AgriTwin-GH

Image Storage Setup Guide - MinIO + PostgreSQL

This guide explains how to set up and use the image storage system for AgriTwin-GH using MinIO object storage and PostgreSQL metadata database.

Table of Contents

  1. Overview
  2. Prerequisites
  3. Installation
  4. Configuration
  5. Database Setup
  6. Running MinIO
  7. Uploading Images
  8. Querying Images
  9. Troubleshooting

Overview

The system consists of:

Architecture

Image Files (Disk)
        ↓
Upload Script (Python)
        ↓
    ┌───────────────────┐
    │   MinIO           │ ← Image blobs (JPG, PNG, etc.)
    │   (Object Store)  │
    └───────────────────┘
        ↓ (Metadata)
    ┌───────────────────┐
    │   PostgreSQL      │ ← Image metadata, categories, paths
    │   (Database)      │
    └───────────────────┘

Prerequisites


Installation

1. Install Python Dependencies

# Activate your virtual environment
.\.venv\Scripts\activate

# Install required packages
uv add -r requirements.txt

2. Install MinIO Server

Option A: Using Docker (Recommended)

docker run -d `
  -p 9000:9000 `
  -p 9001:9001 `
  --name minio `
  -v E:\minio-data:/data `
  -e "MINIO_ROOT_USER=minioadmin" `
  -e "MINIO_ROOT_PASSWORD=minioadmin123" `
  quay.io/minio/minio server /data --console-address ":9001"

Option B: Using Binary

  1. Download MinIO from https://min.io/download
  2. Run:
    ./minio.exe server E:\minio-data --console-address ":9001"
    

3. Access MinIO Console

Open your browser to: http://localhost:9001


Configuration

1. Create Environment File

Copy the example environment file:

Copy-Item .env.example .env

2. Edit .env File

Update with your actual credentials:

# Database (TimescaleDB Container - used for both timeseries and image metadata)
DB_HOST=localhost
DB_PORT=5432
DB_NAME=agritwin_db
DB_USER=postgres
DB_PASSWORD=agritwin-gh

# MinIO Configuration
MINIO_ENDPOINT=localhost:9000
MINIO_ACCESS_KEY=minioadmin
MINIO_SECRET_KEY=minioadmin
MINIO_SECURE=false

Database Setup

Note: Image metadata tables will be added to your existing agritwin_db database.

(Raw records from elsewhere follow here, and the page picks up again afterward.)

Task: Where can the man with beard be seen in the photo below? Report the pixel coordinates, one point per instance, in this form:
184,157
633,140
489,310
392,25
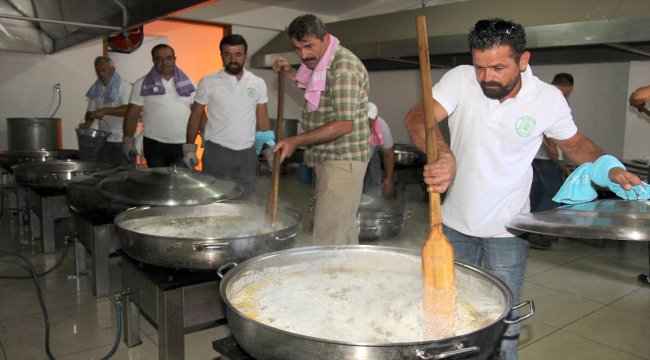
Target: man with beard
498,114
164,97
236,101
335,121
107,101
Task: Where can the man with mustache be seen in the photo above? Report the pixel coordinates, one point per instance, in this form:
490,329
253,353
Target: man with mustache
498,113
336,127
236,101
108,98
163,97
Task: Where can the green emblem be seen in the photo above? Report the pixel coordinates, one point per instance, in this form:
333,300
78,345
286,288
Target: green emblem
525,126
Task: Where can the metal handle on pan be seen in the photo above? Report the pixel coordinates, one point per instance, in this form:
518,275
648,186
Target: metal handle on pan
287,237
223,269
524,317
210,246
459,351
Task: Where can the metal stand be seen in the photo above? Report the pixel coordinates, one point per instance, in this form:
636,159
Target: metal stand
101,240
44,210
173,300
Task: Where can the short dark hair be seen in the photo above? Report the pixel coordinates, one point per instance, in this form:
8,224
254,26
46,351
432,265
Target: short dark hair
562,79
161,46
490,33
104,60
233,40
306,25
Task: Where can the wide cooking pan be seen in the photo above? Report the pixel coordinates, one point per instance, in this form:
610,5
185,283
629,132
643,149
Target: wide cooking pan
52,175
86,198
262,340
203,237
14,157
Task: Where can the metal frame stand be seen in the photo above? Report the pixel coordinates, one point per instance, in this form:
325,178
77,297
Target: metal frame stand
44,210
172,309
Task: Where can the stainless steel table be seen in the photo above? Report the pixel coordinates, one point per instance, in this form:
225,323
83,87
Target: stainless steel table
175,301
44,209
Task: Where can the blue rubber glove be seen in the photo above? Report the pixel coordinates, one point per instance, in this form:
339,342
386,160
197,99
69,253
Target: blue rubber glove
264,137
577,187
599,174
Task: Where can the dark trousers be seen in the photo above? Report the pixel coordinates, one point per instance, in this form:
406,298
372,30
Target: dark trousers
160,154
239,166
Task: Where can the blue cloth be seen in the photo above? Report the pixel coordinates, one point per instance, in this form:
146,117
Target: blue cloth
152,83
578,186
112,89
264,137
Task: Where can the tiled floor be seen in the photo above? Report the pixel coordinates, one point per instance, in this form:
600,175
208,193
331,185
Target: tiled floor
589,304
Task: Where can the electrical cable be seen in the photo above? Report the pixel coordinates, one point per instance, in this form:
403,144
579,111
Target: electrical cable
34,277
56,265
40,298
58,90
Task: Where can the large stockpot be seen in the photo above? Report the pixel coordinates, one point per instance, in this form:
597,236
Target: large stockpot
226,232
8,159
34,133
263,341
86,198
380,217
52,175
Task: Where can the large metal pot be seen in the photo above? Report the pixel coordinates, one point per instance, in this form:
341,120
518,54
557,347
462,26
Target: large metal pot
8,159
381,218
408,155
52,175
33,133
263,341
203,237
85,197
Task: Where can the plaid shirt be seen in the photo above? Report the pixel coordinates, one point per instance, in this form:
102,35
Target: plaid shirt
345,98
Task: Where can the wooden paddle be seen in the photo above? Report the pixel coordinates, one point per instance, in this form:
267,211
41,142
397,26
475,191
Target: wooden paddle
439,301
272,201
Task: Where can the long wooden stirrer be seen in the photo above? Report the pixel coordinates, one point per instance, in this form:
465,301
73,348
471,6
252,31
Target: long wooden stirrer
439,285
272,201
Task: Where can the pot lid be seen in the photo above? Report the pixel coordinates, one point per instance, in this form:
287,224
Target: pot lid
601,219
167,187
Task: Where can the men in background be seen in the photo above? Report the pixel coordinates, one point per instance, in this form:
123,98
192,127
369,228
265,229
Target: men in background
163,97
236,101
107,102
380,139
638,98
335,120
549,172
498,112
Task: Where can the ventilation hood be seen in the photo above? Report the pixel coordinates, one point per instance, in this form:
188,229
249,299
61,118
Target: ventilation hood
558,32
47,26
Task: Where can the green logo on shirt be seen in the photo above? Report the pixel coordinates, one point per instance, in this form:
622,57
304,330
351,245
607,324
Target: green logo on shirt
525,126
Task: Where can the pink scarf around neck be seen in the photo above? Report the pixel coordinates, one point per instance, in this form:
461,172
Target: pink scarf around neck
313,81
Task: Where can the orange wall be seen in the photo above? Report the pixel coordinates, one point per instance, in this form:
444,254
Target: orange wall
196,45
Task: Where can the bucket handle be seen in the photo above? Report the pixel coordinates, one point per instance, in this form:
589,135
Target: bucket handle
530,303
459,350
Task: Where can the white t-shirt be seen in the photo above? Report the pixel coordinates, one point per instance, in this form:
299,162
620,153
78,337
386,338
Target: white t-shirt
494,144
386,134
109,122
164,117
232,107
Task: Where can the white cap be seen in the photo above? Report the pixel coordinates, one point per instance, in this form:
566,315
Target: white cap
372,111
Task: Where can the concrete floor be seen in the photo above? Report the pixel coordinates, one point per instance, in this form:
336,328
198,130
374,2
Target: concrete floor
588,301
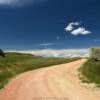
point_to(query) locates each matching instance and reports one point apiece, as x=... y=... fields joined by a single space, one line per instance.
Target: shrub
x=95 y=54
x=2 y=53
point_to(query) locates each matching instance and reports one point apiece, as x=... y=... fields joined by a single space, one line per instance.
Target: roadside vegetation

🐳 Docker Users: See POSTGRES_DOCKER_SETUP.md for complete Docker-specific commands.

1. Identify Your PostgreSQL Container

# List running containers
docker ps

# Or list all containers
docker ps -a

2. Run Schema in Existing Database

The image metadata tables will be created in your existing agritwin_db database:

Via Docker (PowerShell):

# Run schema using Get-Content (PowerShell doesn't support < redirection)
Get-Content database/schema/image_metadata.sql | docker exec -i agritwin-timescaledb psql -U postgres -d agritwin_db

If you have psql installed locally:

psql -h localhost -U postgres -d agritwin_db -f database/schema/image_metadata.sql

3. Verify Tables Created

# Via Docker
docker exec -i agritwin-timescaledb psql -U postgres -d agritwin_db -c "\dt"

# You should see your existing tables PLUS:
# image_metadata
# image_annotations
# image_access_log

Running MinIO

Start MinIO Server

If using Docker:

docker start minio

If using binary:

./minio.exe server E:\minio-data --console-address ":9001"

Verify MinIO is Running

# Test connection (from Python)
python -c "from minio import Minio; client = Minio('localhost:9000', 'minioadmin', 'minioadmin123', secure=False); print('Connected:', client.bucket_exists('test') or True)"

Uploading Images

Basic Upload

Upload all three image datasets:

python scripts/upload_images_to_minio.py

Dry Run (Test without uploading)

python scripts/upload_images_to_minio.py --dry-run

Custom Batch Size

# Process 50 images at a time
python scripts/upload_images_to_minio.py --batch-size 50

Upload Specific Directory

# Upload only disease images
python scripts/upload_images_to_minio.py --directories "data/external/Tomato Diseases"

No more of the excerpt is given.